Tal afirmação é justificada
por ela porque muitas crianças e adolescentes já passaram pelo seu grupo.
Brincantes, inclusive, que eram rejeitados por outros grupos, bastante
exigentes, mas que dona Eula os abraçava e os acolhia.
Ela afirma, ainda, que
quando esses brincantes, antes recusados, anos depois eram sondados justamente
pelos grupos que não os queria tempos atrás. Mas ela negava cedê-los.
Foi no grupo Batutinhas do
Barulho que muitos brincantes e dançarinos, atualmente em grupos como Os
Extraordinários, Frescura no Beco e Arrastapé Luandense, começaram a dançar.
Dona Eula: simplicidade na vida, força da cultura
Dona Eula continua vivendo
uma vida simples, plantando, pescando e participando de quermesses e tantos
outros eventos juninos realizados por Alenquer.

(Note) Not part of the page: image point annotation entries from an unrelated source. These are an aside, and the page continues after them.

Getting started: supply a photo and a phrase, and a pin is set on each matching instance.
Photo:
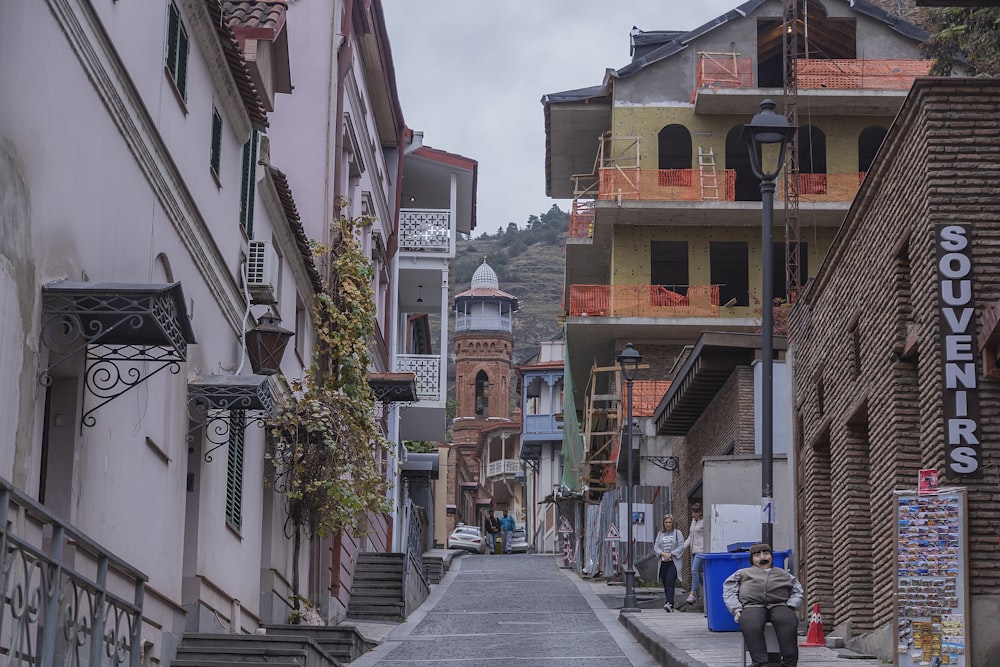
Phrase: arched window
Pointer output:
(482, 394)
(674, 154)
(869, 142)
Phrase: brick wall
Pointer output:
(868, 391)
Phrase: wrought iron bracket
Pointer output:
(214, 400)
(129, 333)
(665, 462)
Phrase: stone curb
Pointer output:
(662, 651)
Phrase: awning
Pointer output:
(218, 404)
(394, 387)
(128, 332)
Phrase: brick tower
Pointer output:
(484, 346)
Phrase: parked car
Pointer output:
(468, 538)
(519, 541)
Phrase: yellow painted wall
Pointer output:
(710, 132)
(630, 253)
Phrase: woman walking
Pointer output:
(669, 545)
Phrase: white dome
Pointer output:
(486, 277)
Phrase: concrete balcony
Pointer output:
(427, 231)
(427, 369)
(503, 468)
(643, 301)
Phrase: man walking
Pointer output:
(696, 542)
(492, 530)
(507, 526)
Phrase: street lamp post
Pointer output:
(767, 128)
(629, 360)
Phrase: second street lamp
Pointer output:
(629, 360)
(770, 130)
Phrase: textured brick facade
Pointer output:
(868, 363)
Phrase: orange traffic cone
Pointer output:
(815, 636)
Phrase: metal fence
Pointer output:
(57, 601)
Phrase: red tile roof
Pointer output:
(237, 65)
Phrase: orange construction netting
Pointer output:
(643, 301)
(863, 74)
(666, 185)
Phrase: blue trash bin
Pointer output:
(717, 568)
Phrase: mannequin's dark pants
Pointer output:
(668, 576)
(785, 623)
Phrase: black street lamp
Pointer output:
(767, 129)
(629, 360)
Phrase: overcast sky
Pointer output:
(471, 75)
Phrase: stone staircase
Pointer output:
(377, 588)
(282, 646)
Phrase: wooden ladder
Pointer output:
(709, 179)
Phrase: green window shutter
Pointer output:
(248, 186)
(216, 140)
(173, 24)
(182, 51)
(234, 469)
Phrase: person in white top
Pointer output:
(669, 545)
(696, 543)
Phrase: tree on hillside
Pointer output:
(965, 35)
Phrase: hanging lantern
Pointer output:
(266, 345)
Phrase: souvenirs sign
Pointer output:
(959, 379)
(932, 608)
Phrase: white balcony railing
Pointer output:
(427, 369)
(425, 230)
(503, 467)
(483, 323)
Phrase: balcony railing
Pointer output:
(425, 230)
(503, 467)
(686, 185)
(483, 323)
(643, 301)
(427, 369)
(581, 220)
(727, 71)
(57, 606)
(664, 185)
(540, 424)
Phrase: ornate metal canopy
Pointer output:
(213, 400)
(394, 387)
(129, 332)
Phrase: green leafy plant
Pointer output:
(966, 35)
(329, 455)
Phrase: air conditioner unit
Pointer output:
(262, 272)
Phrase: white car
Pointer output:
(468, 538)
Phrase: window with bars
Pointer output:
(248, 184)
(234, 470)
(177, 49)
(216, 158)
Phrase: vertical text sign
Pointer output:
(963, 453)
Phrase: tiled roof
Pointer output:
(237, 66)
(264, 19)
(295, 224)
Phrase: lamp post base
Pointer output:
(630, 605)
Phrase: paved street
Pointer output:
(525, 610)
(510, 610)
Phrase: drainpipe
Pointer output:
(345, 55)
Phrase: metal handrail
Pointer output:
(51, 609)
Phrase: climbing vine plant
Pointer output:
(329, 453)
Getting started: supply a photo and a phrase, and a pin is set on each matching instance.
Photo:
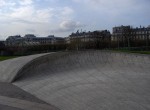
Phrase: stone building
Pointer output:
(127, 36)
(103, 35)
(31, 39)
(123, 33)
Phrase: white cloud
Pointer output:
(69, 25)
(2, 3)
(24, 17)
(30, 14)
(6, 3)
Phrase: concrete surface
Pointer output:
(10, 68)
(89, 80)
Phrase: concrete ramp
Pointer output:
(89, 80)
(10, 69)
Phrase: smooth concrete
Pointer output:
(10, 68)
(89, 80)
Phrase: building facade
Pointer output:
(103, 35)
(123, 33)
(31, 39)
(127, 36)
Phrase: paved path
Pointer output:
(22, 104)
(91, 80)
(88, 80)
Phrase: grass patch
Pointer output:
(6, 57)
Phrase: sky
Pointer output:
(62, 17)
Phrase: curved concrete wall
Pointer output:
(10, 68)
(90, 80)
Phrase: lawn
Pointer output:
(6, 57)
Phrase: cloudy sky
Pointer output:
(61, 17)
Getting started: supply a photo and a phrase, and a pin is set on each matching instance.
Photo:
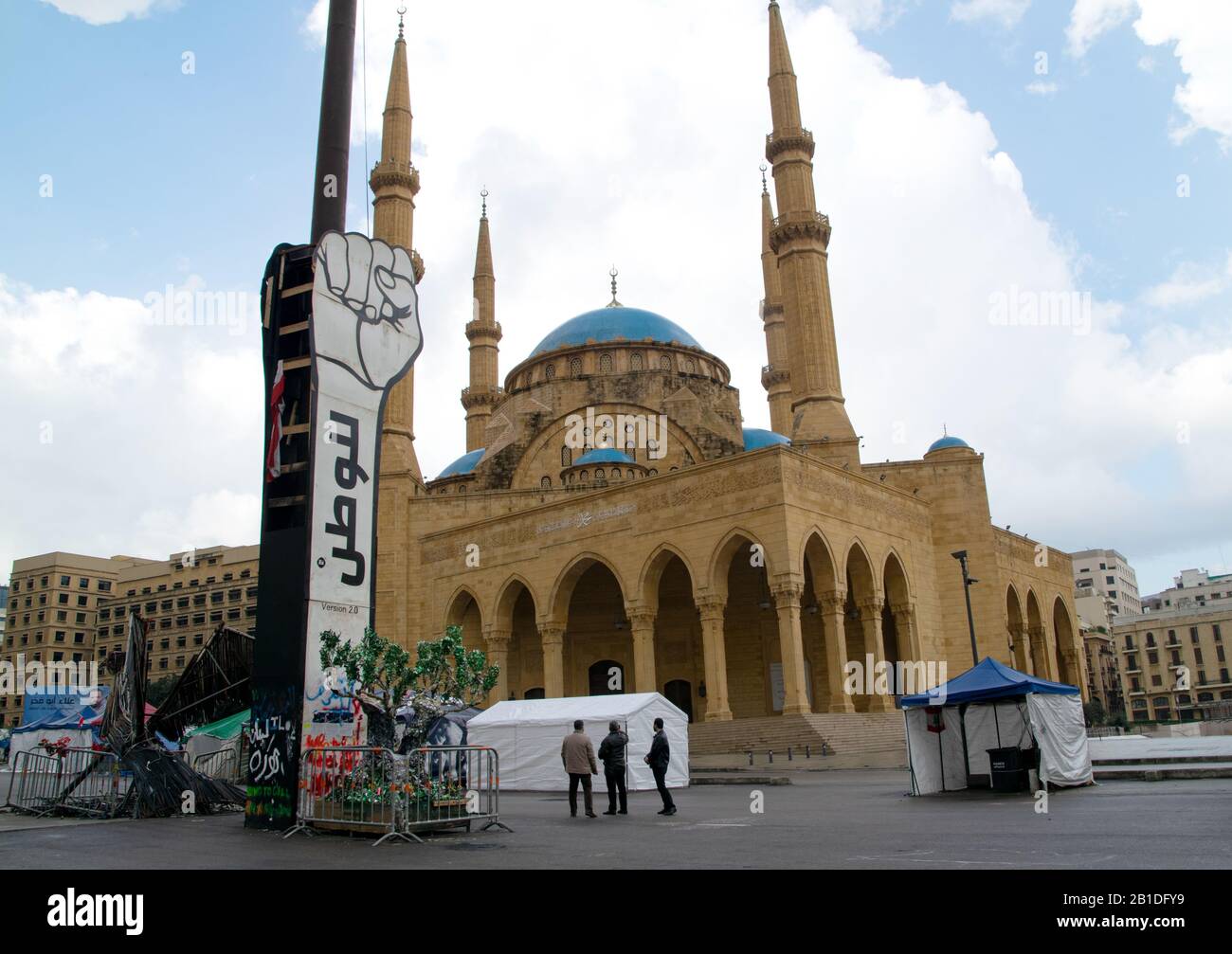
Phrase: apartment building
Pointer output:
(184, 599)
(1174, 661)
(1107, 574)
(52, 612)
(1193, 590)
(1103, 670)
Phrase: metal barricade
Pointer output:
(350, 788)
(369, 789)
(66, 781)
(461, 786)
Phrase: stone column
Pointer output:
(497, 644)
(1039, 644)
(711, 612)
(834, 636)
(642, 624)
(1022, 660)
(874, 641)
(553, 637)
(791, 646)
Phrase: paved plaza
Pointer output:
(845, 819)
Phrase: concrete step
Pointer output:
(1162, 772)
(738, 778)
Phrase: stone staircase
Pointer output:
(842, 734)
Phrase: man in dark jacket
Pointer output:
(658, 759)
(611, 753)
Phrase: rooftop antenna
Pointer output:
(614, 303)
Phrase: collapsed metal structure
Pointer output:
(131, 773)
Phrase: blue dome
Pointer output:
(604, 456)
(758, 437)
(948, 441)
(610, 324)
(464, 464)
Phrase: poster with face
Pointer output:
(365, 337)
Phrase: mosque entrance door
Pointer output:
(679, 693)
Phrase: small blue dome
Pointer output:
(610, 324)
(758, 437)
(464, 464)
(948, 441)
(604, 456)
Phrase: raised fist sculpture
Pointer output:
(365, 308)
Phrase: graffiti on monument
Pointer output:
(365, 337)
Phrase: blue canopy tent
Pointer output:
(984, 719)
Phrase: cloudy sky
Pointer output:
(978, 159)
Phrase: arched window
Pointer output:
(607, 677)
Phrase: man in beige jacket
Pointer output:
(578, 756)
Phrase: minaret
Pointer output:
(394, 182)
(800, 238)
(775, 377)
(483, 333)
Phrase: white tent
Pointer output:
(528, 734)
(951, 728)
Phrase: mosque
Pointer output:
(614, 527)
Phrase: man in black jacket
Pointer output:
(611, 753)
(658, 759)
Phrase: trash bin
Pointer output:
(1006, 771)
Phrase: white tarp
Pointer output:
(935, 759)
(528, 734)
(1060, 731)
(1055, 720)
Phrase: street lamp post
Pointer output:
(961, 556)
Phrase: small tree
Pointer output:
(378, 673)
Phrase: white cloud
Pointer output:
(1189, 284)
(931, 222)
(1200, 35)
(873, 15)
(1006, 13)
(1091, 19)
(99, 12)
(648, 156)
(1042, 87)
(142, 436)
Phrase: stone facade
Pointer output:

Ela continua também indo de
casa em casa, atrás de brincantes, sejam eles experientes ou novatos, para
serem mais alunos de suas instruções e fazerem parte de sua história.
São décadas atuando e
participando de acontecimentos da cultura ximanga, dos quais 32 anos apenas do
grupo Batutinhas do Barulho, além dos outros grupos que ajudou a criar.
Apesar de não ter tanta
evidência como outras agremiações e pouco apoio financeiro, dona Eula,
acostumada a viver grandes dificuldades, mesmo com quase 70 anos de vida,
insiste a fazer cultura do seu jeito, mesmo que com pouca projeção de mídia.
O que importa pra ela é
fazer com que as coisas aconteçam e que a cultura continue com a sua contribuição
de muitos e muitos anos.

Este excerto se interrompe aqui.